Conoscerli in anticipo è fondamentale per evitare spiacevoli conseguenze in caso di contenziosi, separazioni o problemi con i creditori.
I rischi del conto cointestato
Uno dei timori più diffusi riguarda la possibilità che i debiti di uno dei titolari ricadano anche sull’altro. In caso di inadempienza, il creditore può infatti procedere al pignoramento del conto cointestato, ma limitatamente alla quota attribuita al debitore. Quando i cointestatari sono due, si presume che le somme siano divise in parti uguali (50% ciascuno), salvo accordi diversi specificati nel contratto.

Questa regola vale anche se uno dei correntisti ha versato molto più denaro rispetto all’altro. Il problema è che la banca, in caso di pignoramento, blocca il conto nella sua interezza fino alla definizione delle quote da parte del giudice. Spetta quindi al titolare “non debitore” dimostrare in tribunale di essere l’effettivo proprietario di gran parte delle somme, fornendo prove concrete come buste paga o bonifici.

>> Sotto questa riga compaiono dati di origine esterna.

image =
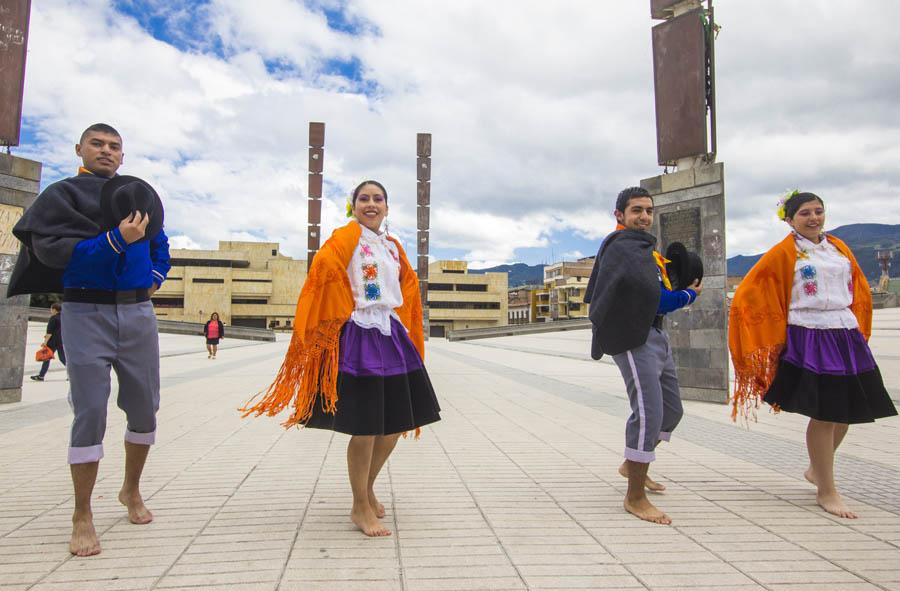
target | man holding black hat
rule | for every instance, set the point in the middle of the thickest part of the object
(97, 237)
(629, 293)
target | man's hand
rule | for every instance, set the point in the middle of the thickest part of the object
(134, 227)
(696, 287)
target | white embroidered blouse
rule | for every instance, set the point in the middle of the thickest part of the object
(823, 287)
(374, 273)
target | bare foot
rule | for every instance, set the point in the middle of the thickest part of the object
(645, 510)
(84, 540)
(377, 507)
(810, 477)
(834, 504)
(367, 522)
(649, 483)
(138, 513)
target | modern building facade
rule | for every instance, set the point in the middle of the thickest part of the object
(247, 283)
(522, 304)
(562, 296)
(459, 300)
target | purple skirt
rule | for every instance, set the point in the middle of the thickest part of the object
(382, 385)
(830, 375)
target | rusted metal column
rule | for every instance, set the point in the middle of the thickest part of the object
(14, 17)
(423, 211)
(316, 162)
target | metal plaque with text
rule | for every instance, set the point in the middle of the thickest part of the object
(682, 226)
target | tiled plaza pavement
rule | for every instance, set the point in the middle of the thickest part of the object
(516, 488)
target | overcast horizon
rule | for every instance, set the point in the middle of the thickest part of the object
(539, 115)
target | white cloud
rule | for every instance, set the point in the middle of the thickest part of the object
(539, 113)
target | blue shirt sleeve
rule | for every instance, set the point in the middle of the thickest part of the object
(159, 255)
(102, 249)
(669, 301)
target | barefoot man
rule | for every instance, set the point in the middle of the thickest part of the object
(107, 273)
(629, 293)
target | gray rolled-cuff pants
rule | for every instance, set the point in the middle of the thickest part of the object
(100, 337)
(652, 383)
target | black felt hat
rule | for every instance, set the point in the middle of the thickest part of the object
(123, 195)
(684, 267)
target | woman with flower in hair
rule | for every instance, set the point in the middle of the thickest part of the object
(798, 333)
(355, 362)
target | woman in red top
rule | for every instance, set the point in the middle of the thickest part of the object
(213, 331)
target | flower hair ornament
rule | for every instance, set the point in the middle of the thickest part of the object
(783, 201)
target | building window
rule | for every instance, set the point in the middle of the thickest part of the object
(207, 263)
(161, 302)
(440, 286)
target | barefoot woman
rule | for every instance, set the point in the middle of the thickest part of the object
(355, 360)
(798, 335)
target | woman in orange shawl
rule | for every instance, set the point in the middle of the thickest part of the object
(355, 362)
(798, 333)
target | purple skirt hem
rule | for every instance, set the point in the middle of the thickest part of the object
(830, 351)
(365, 352)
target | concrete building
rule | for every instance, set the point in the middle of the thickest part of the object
(562, 296)
(458, 300)
(522, 304)
(247, 283)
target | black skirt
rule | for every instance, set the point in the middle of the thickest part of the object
(830, 375)
(382, 385)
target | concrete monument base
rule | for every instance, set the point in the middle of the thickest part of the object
(19, 185)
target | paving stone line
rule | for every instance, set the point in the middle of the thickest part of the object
(867, 481)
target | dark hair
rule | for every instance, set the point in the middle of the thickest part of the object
(626, 195)
(794, 203)
(100, 128)
(363, 184)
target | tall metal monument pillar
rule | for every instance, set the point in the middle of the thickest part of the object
(20, 181)
(690, 203)
(316, 163)
(423, 217)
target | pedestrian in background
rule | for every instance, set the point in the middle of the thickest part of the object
(52, 340)
(213, 330)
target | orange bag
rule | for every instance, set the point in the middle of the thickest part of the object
(45, 353)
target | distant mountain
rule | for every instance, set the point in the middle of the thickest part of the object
(863, 240)
(519, 273)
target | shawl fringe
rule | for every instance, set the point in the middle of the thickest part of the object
(753, 376)
(306, 371)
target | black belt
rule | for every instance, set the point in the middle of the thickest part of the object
(102, 296)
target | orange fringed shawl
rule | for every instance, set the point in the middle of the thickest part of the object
(326, 302)
(757, 325)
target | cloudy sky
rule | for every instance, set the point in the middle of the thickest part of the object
(540, 112)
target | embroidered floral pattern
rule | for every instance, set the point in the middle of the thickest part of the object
(373, 292)
(370, 271)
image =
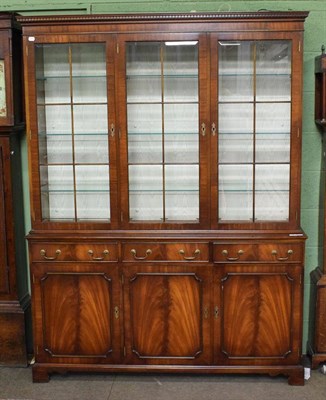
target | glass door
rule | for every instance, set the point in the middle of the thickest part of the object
(72, 115)
(254, 130)
(163, 131)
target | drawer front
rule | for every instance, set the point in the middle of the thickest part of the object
(144, 251)
(74, 252)
(257, 252)
(196, 252)
(281, 252)
(226, 252)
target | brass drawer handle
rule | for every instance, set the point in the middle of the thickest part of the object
(105, 253)
(134, 253)
(225, 253)
(43, 254)
(289, 252)
(196, 253)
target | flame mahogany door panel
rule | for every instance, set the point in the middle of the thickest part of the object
(167, 315)
(78, 307)
(258, 320)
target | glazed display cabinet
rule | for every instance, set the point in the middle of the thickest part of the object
(14, 294)
(164, 155)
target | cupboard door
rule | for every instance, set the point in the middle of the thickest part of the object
(77, 314)
(167, 315)
(165, 173)
(257, 323)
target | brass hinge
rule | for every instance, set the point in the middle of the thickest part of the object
(10, 46)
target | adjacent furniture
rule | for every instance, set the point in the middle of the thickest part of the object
(14, 295)
(165, 167)
(318, 349)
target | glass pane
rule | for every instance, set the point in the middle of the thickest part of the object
(235, 71)
(88, 59)
(180, 72)
(145, 192)
(92, 178)
(143, 58)
(182, 189)
(273, 68)
(57, 192)
(91, 148)
(236, 127)
(93, 206)
(236, 192)
(55, 90)
(144, 118)
(272, 192)
(144, 89)
(90, 119)
(58, 149)
(58, 120)
(93, 186)
(52, 60)
(89, 90)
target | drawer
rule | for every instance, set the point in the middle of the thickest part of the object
(226, 252)
(144, 251)
(74, 252)
(156, 251)
(256, 252)
(187, 252)
(281, 252)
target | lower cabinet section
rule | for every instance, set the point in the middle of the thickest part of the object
(166, 316)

Diverso è il caso di debiti contratti con la stessa banca (ad esempio per uno scoperto di conto o un prestito): qui vige la responsabilità solidale, e l’istituto può richiedere l’intero importo a uno solo dei cointestatari, il quale potrà poi rivalersi sull’altro.

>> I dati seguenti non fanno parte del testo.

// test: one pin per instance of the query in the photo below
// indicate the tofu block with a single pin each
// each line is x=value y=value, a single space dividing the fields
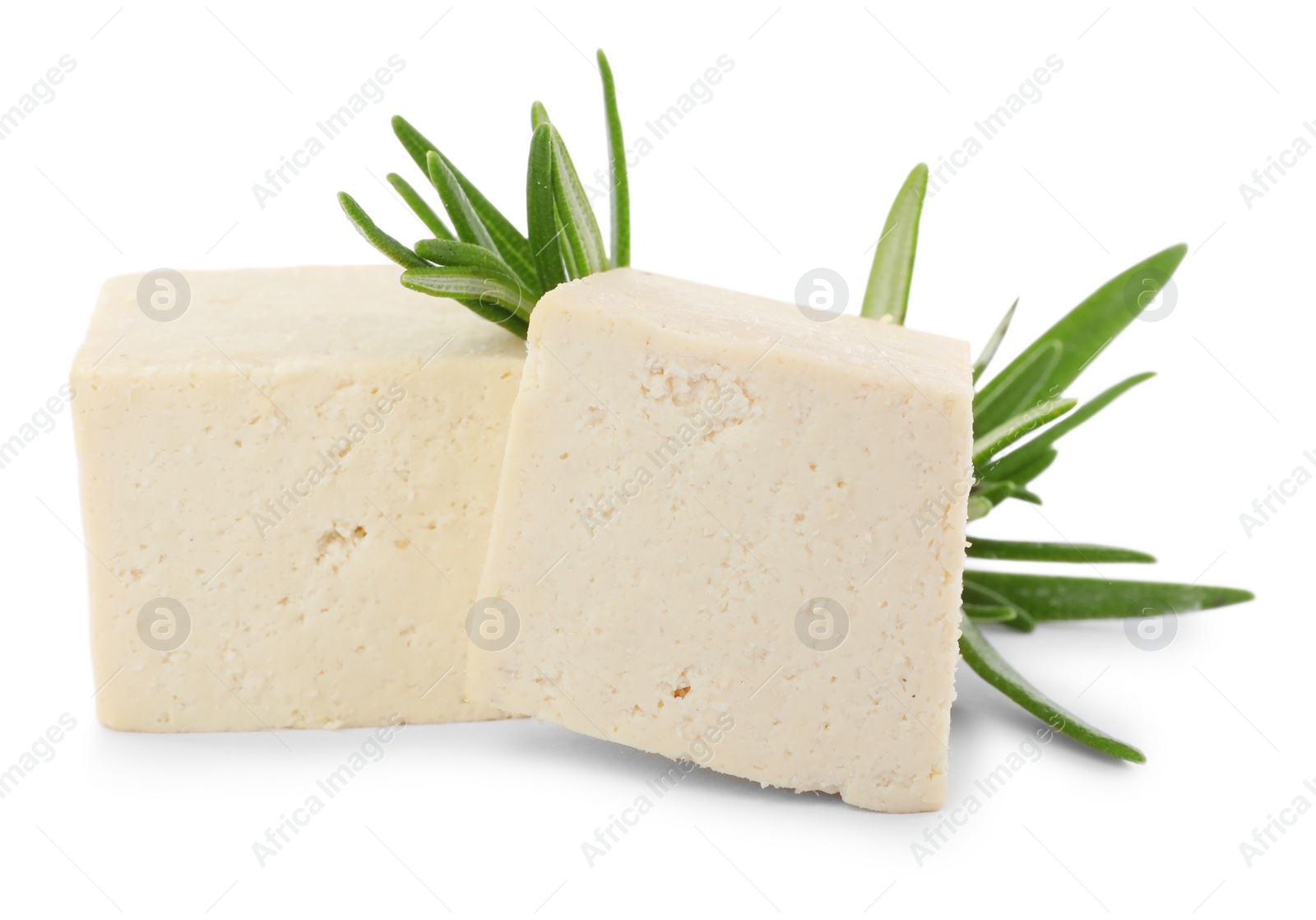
x=730 y=535
x=287 y=482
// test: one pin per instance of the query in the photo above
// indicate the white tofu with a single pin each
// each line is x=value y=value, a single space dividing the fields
x=691 y=479
x=229 y=588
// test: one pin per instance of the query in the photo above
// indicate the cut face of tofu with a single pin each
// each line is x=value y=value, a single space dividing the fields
x=287 y=492
x=732 y=535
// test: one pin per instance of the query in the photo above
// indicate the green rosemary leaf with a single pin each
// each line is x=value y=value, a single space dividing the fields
x=1026 y=454
x=491 y=295
x=579 y=228
x=1079 y=336
x=469 y=225
x=1041 y=551
x=974 y=592
x=619 y=202
x=1020 y=492
x=892 y=265
x=540 y=210
x=1000 y=437
x=420 y=206
x=994 y=342
x=464 y=254
x=1059 y=597
x=568 y=254
x=1024 y=472
x=378 y=239
x=998 y=671
x=512 y=245
x=989 y=612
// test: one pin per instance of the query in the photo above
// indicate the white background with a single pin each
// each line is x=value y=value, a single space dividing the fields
x=146 y=158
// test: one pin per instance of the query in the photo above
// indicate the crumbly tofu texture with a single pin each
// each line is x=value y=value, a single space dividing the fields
x=309 y=602
x=691 y=474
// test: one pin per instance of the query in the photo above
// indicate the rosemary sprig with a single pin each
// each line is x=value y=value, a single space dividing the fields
x=499 y=272
x=1028 y=397
x=489 y=265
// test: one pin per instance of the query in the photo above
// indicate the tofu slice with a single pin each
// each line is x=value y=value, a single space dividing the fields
x=287 y=492
x=730 y=535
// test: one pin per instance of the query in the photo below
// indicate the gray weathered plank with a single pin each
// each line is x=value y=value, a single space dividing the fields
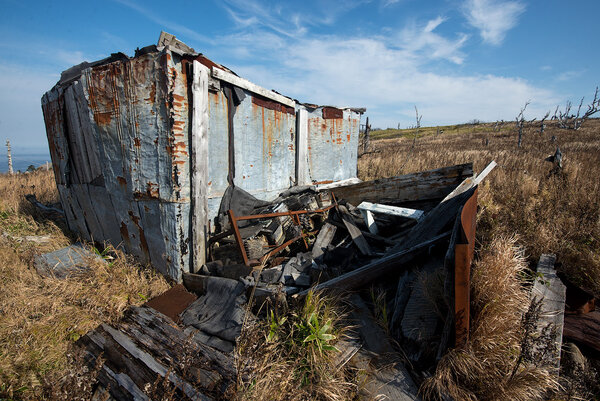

Sul fronte operativo, la regola della presunzione delle quote non limita l’uso del denaro. Ogni titolare può prelevare o disporre dell’intero saldo, a meno che il conto non sia a firma congiunta, che richiede l’autorizzazione di tutti i cointestatari per ogni operazione.
Questa libertà, però, rappresenta un rischio: nulla impedisce a uno dei titolari di svuotare il conto senza preavviso. In tal caso, l’altro potrà solo ricorrere a vie legali per chiedere la restituzione della propria quota. La banca, infatti, non ha il potere di bloccare l’operazione se non previsto dal contratto.

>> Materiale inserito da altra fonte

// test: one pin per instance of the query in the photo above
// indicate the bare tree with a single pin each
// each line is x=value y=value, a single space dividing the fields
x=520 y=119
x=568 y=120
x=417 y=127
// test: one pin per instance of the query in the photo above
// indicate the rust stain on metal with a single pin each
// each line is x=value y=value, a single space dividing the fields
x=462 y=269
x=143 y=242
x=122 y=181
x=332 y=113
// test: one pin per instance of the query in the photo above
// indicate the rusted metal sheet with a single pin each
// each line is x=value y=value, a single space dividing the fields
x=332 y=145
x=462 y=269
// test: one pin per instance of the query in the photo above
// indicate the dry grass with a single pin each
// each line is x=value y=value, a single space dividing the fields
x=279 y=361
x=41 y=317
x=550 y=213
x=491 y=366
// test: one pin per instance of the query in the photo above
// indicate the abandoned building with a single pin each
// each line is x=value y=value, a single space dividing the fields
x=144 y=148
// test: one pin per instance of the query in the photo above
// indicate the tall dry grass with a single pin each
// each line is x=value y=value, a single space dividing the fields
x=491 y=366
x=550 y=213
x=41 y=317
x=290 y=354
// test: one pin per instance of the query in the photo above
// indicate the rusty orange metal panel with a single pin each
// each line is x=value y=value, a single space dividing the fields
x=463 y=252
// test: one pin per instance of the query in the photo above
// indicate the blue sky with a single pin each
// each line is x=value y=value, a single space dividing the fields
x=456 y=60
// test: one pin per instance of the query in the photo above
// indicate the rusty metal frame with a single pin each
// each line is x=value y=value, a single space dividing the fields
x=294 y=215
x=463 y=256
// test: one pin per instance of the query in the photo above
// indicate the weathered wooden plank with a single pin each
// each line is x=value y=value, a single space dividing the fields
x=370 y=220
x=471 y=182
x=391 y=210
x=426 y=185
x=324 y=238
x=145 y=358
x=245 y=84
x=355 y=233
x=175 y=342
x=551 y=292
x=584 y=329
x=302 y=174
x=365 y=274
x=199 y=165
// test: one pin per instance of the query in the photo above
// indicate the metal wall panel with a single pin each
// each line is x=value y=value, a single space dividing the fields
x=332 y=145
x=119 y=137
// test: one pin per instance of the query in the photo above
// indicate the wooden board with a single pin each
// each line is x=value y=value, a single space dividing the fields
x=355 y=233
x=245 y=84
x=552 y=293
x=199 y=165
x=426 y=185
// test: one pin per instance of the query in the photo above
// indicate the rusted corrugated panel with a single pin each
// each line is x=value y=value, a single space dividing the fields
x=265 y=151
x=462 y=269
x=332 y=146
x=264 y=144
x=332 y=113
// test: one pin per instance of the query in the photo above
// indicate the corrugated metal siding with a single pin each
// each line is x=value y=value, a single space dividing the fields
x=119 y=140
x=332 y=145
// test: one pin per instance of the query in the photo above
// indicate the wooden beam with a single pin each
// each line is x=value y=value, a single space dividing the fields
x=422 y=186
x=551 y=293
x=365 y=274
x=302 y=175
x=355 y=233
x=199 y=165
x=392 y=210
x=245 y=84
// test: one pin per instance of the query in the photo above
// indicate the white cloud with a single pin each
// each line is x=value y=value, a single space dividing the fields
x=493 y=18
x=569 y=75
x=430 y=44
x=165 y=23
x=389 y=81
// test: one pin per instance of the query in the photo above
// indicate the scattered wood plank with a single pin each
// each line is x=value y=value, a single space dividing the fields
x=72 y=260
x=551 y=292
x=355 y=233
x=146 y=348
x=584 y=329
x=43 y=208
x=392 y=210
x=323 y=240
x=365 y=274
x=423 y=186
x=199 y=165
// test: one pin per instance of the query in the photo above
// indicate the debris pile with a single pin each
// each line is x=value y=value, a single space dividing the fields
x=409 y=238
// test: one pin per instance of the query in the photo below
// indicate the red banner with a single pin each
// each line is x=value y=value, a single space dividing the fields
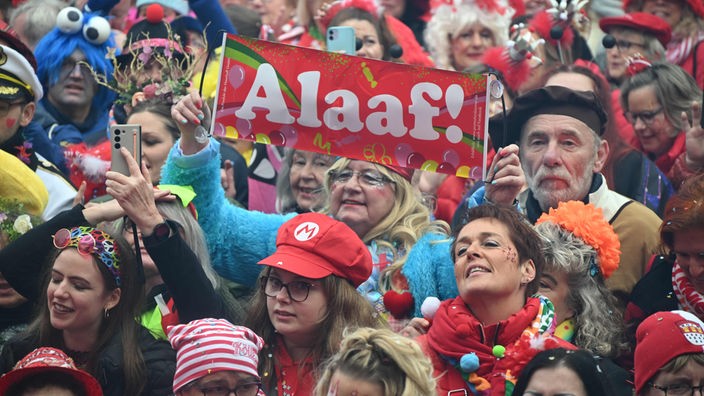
x=384 y=112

Il problema diventa più evidente in caso di crisi familiare. Recenti sentenze, come quella del Tribunale di Napoli (n. 6235/2025), hanno stabilito che chi dimostra di aver alimentato il conto con fondi propri può pretendere la restituzione di tutte le somme utilizzate dall’altro correntista, con interessi.
Nel caso specifico, un ex marito è stato condannato a restituire quanto prelevato, perché i depositi provenivano dagli stipendi della moglie e non erano stati usati per esigenze familiari. Anche tra coniugi, quindi, la proprietà effettiva del denaro resta un criterio fondamentale.
Per evitare problemi, è consigliabile tenere traccia dei versamenti effettuati e delle finalità delle spese, o stabilire chiaramente la destinazione comune delle somme.
Un altro rischio riguarda il controllo fiscale. L’Agenzia delle Entrate, in caso di versamenti rilevanti, può attribuire le somme interamente a chi le ha effettuate, chiedendo la relativa giustificazione, indipendentemente dalla regola del 50%.
La cointestazione, inoltre, può far sospettare tentativi di occultamento di redditi non dichiarati, soprattutto quando i movimenti non sono coerenti con i redditi dichiarati. Per questo motivo è opportuno conservare sempre la documentazione che attesti la provenienza dei fondi o eventuali donazioni tra cointestatari.